Finnish and Nordic experiences may have bearings for the global health transformation as well. The Finnish system is unique in its level of digitalisation as well as the merging of the health and social care services. The country is also home to some of the most pioneering research on user experiences of professionals. The aim has been to systematically study and support the development of the services and the first national surveys were conducted in 2010 for physicians.
Viitanen has taken part in designing these surveys and reporting their findings to various stakeholders, for example through the Nordic eHealth Research Network (NeRN).
‘End-users should be more involved in the development of these systems,’ says Viitanen. ‘This would mean employers allocating sufficient time for participation and developers integrating the views of health professionals into the design of these complex systems.’
These surveys are becoming more important as major healthcare digitalisation projects are rolled out.
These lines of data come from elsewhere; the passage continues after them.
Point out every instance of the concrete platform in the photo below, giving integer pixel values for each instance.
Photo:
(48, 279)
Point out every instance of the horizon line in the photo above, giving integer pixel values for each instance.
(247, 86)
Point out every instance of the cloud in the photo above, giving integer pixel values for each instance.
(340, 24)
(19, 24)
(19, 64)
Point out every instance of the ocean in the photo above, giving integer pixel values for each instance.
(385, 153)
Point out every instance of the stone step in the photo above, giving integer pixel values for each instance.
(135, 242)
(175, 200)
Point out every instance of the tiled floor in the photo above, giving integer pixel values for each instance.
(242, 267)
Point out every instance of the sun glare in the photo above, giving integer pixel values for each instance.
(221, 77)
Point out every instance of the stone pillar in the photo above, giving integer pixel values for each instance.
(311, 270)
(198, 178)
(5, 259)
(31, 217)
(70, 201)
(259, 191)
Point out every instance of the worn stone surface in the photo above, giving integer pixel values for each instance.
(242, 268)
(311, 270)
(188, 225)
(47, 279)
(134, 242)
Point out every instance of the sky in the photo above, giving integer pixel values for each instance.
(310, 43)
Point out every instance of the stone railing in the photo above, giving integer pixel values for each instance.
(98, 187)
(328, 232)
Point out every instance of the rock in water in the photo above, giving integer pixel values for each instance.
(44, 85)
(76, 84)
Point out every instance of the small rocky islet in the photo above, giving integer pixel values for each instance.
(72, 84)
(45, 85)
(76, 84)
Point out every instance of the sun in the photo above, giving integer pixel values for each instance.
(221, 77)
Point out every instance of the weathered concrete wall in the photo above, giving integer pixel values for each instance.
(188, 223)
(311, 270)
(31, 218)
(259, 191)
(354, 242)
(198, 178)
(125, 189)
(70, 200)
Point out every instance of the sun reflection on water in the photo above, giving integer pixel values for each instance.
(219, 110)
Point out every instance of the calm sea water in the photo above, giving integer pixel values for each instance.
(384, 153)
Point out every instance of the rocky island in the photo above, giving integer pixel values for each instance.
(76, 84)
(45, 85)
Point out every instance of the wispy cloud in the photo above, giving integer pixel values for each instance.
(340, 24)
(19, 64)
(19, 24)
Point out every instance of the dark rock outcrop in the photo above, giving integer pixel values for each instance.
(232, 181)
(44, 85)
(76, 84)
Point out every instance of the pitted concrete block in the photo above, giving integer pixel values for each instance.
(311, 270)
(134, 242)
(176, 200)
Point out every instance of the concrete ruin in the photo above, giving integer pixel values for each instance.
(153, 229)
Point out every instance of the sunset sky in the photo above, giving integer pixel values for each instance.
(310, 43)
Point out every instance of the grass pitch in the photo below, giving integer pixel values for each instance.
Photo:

The challenges have not gone unnoticed. There are also around 300,000 digital health apps available to consumers in the Nordics, with varying standards and levels of privacy without a mutual understanding of what a sufficient user experience should be.
In the NORDeHEALTH research project, Kujala and her colleagues are developing a Nordic understanding of what usability should look like.
‘We’re developing evaluation metrics with our Nordic partners to create a framework for comparing and measuring user experience,’ says Kujala. ‘With the framework, we will be able to determine when a service is up to par in terms of usability and whether a digital health service should be rolled out at all.’
The project members are also developing a certificate, which businesses could use to validate the necessary level of user experience, per mutual Nordic standards.
‘The public sector is putting millions of euros into these projects, so we must hold service providers accountable and get quality services in return,’ says Kujala.